If you want to anticipate seizures you-re better off training an online SDR Classifier over the temporal pooler (aka temporal memory) activation states and tell it which states preceded a seizure and which not.
Yes it requires some supervision but it still can be done online. And allegedly TM is significantly more sample efficient than a NN based predictor.
If it’s pure noise yes, the anomaly score would be 1.0 at every time step.
That’s not the case here, though it also doesn’t look like the anomaly scores are settling down to be consistently lower than at the beginning - which would happen if clear patterns had emerged.
I do think this is easier to see visually with the accumulated anomaly score than raw anomaly scores, since the accumulated are monotonically increasing and we can just observe the slope of increase.
But if you’re using the anomaly likelihood that would stay low in the case of constant 1.0 anomaly scores - since the likelihood measures recent change in anomaly scores.
The anomaly scores do increase starting after time step 20000 yes, but it seems not enough to differentiate significantly from the prior anomaly scores.
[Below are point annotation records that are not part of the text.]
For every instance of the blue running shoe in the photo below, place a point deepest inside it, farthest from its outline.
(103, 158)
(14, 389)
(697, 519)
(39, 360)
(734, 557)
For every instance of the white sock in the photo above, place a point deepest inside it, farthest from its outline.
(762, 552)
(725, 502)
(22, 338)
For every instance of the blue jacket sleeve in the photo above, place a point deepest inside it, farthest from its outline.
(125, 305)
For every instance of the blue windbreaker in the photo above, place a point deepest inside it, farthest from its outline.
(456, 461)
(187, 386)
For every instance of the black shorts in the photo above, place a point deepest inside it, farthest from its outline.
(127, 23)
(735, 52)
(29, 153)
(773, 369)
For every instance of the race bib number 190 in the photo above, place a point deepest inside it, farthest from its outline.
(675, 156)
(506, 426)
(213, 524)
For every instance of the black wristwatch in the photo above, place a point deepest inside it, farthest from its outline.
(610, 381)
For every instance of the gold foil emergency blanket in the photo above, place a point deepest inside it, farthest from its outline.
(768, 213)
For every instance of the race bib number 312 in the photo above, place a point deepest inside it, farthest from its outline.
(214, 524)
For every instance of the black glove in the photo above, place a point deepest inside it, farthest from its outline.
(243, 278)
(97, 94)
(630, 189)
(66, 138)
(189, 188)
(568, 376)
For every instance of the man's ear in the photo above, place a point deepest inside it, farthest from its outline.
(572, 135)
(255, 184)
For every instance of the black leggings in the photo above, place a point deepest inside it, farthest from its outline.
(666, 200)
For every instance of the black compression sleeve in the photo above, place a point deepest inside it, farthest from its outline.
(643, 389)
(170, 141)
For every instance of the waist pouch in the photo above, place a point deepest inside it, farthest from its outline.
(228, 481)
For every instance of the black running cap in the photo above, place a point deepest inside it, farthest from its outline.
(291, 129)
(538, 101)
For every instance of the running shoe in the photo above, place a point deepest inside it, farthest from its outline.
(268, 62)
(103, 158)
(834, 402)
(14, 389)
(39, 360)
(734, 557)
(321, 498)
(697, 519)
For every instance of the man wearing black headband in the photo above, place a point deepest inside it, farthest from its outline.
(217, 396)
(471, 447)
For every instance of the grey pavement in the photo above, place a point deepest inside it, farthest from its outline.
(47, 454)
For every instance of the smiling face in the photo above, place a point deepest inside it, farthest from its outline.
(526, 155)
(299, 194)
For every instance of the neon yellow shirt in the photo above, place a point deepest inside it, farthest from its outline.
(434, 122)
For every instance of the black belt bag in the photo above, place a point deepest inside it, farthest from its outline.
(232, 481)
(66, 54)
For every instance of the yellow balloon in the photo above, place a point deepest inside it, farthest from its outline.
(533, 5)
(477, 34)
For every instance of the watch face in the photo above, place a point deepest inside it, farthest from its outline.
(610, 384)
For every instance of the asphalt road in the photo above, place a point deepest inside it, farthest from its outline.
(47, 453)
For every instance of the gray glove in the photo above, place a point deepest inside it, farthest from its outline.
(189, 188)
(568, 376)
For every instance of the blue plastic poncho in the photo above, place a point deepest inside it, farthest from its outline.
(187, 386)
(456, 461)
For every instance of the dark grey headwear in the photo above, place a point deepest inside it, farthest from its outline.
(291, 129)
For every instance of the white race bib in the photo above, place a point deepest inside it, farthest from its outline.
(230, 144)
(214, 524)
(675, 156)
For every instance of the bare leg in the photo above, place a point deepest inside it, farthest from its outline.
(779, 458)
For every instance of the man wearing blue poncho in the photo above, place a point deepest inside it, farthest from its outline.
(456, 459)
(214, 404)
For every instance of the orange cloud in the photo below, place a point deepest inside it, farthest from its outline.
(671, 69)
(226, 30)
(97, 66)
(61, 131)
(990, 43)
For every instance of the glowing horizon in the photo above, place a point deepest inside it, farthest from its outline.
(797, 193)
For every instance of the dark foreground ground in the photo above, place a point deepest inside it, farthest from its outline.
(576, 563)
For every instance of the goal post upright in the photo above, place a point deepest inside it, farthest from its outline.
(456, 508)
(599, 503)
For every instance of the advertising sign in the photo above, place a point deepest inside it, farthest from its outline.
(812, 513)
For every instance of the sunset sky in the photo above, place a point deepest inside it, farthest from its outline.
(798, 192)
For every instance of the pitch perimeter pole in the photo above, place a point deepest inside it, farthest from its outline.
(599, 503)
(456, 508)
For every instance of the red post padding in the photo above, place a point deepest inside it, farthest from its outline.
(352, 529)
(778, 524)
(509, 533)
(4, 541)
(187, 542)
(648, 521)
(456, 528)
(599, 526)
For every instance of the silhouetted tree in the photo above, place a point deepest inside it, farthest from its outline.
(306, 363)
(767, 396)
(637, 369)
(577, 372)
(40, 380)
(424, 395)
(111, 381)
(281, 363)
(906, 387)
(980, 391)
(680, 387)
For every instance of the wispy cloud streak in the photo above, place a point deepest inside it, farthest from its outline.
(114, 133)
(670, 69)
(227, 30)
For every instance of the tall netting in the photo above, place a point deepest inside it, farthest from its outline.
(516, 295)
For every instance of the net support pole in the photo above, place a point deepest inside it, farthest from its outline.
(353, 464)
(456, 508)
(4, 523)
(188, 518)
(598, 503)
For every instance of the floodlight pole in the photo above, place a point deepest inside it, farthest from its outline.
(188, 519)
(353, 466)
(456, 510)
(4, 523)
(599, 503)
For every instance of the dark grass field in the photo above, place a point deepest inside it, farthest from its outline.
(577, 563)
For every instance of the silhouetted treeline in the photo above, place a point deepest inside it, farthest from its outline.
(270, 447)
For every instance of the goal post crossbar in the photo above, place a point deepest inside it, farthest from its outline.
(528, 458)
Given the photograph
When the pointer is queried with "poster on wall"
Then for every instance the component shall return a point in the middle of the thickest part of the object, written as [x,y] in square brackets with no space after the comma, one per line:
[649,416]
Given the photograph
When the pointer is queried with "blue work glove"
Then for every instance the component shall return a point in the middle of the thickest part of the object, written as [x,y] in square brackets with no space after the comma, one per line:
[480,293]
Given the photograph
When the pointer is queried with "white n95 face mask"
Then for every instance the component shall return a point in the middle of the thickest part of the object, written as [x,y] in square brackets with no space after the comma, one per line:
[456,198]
This difference is what drives up the anomaly likelihood.
The root of the problem IMO is that the anomaly scores aren’t settling down to consistently low values during the interictal (non-seizure) times. The model won’t have a robust sense of what’s anomalous if it doesn’t have a robust sense of what’s normal.
To try and address this, I’d first try reducing the sampling rate (or aggregating the data down, something to have fewer data points per second). It could be the case that the sequential patterns exist, but they occur on a much slower time scale than the sampling rate. For instance, let’s say the patterns repeat every 3-5 seconds but you’re sampling at 100 points per second – it’ll be very hard for the model to find these slow patterns with this fast sampling rate, you’ll loose the forest for the trees.
It could also just be the case that there’s not much cyclical nature to the data and temporal learning isn’t the best way to detect seizures - but I’d try down sampling and data smoothening before assuming so.
I dont exactly know how you are generating these dataset but my best guess is that by inspection your interictal dataset is not that far with the seizures. Look at their amplitudes they look like they have common values, am I the only one seeing it? If I’m correct about this then the TP is doing what it’s suppose to do, it guessed the seizures because it already saw it in your training data. Therefore it wasn’t interpreted as an anomaly.
It might be useful to check your interictal data and seizure data by ensuring you are correctly generating the right variations to describe a realistic seizure.